Substitution in general double integral

Question

Is possible to go from $$\int_0^t\int_0^s f(x-ct+2cs-cr,r) \, \Bbb{d}r \, \Bbb{d}s$$ to $$\frac{1}{2c}\int_0^t\int_{x-c(t-z)}^{x+c(t-z)} f(y,z)\,\Bbb{d}y\,\Bbb{d}z,$$ where $c\in \Bbb{R}$, $x\in \Bbb{R}$, $t\gt 0$, with some smart substitution or am I completely wrong?
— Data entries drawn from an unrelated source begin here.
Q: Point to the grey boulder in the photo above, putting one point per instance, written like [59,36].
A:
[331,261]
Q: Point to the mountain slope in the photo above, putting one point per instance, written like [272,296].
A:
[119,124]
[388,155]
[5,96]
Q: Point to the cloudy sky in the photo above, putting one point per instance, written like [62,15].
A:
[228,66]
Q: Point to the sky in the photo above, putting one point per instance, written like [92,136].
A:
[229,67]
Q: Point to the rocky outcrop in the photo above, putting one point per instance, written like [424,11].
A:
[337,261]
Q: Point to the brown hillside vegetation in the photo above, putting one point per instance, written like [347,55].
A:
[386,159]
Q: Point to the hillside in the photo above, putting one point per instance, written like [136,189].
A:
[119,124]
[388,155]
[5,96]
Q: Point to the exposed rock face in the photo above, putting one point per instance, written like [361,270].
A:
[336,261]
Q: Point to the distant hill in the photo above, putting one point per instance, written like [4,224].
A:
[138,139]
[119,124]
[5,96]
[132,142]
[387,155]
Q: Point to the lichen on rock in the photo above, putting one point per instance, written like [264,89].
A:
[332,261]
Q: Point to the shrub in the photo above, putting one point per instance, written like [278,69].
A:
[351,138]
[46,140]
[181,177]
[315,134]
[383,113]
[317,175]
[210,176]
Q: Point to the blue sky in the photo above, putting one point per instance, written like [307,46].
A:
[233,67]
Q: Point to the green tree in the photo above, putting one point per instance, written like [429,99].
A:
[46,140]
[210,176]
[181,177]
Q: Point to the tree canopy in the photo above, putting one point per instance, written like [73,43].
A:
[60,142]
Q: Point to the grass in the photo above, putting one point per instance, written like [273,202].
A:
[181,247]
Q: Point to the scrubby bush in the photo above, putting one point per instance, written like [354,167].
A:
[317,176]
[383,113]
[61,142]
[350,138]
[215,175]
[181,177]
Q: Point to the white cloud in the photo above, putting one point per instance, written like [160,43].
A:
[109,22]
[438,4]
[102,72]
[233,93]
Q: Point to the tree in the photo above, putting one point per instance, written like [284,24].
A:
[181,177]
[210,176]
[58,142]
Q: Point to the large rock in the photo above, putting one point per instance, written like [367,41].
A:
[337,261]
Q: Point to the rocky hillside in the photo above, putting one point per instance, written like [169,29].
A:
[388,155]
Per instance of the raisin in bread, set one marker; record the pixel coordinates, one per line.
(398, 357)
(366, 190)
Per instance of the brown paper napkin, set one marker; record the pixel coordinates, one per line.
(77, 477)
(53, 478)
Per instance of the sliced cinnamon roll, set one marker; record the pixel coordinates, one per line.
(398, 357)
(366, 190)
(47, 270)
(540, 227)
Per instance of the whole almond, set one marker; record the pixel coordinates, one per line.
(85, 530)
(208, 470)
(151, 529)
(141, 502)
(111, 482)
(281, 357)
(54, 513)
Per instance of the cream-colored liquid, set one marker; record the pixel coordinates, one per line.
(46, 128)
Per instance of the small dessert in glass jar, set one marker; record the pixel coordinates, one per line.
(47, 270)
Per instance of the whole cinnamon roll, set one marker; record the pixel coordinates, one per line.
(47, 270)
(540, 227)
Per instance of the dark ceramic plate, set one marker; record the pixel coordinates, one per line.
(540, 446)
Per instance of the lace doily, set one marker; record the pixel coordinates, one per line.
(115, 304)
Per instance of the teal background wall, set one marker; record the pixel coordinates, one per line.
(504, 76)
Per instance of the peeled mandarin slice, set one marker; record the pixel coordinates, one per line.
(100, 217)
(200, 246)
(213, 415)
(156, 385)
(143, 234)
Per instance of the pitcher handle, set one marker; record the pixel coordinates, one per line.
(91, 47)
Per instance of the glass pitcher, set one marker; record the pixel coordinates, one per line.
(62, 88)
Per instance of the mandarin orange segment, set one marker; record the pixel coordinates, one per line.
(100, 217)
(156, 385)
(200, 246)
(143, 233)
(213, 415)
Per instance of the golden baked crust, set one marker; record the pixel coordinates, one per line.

What I am trying to do is to get the general solution of the nonhomogenous 1D wave equation with zero initial conditions $$u_{tt}-c^2u_{xx}=f(x,t), $$ $$u(x,0)=0,u_t(x,0)=0, $$ by solving an equivalent problem, which is system of two nonhomogenous transport equations $$u_t+cu_x=v(x,t), $$ $$v_t-cv_x=f(x,t) $$ and now I am stuck with this integral.

Answer 1

The trick here is to use Fubini's first, finding that your integral is equivalent to $$ \int_0^t\int_r^tf(x-ct+2cs-cr,r)\mathrm ds\mathrm dr $$ then perform your substitution $$ y=x-ct+2cs-cr\implies \mathrm dy=2c\mathrm ds $$ and your upper limit is $$ y=x+ct-cr=x+c(t-r) $$ and your lower limit is $$ y=x-ct+cr=x-c(t-r) $$ yielding your final integral $$ \frac{1}{2c}\int_0^t\int_{x-c(t-r)}^{x+c(t-r)}f(y,r)\mathrm dy \mathrm dr $$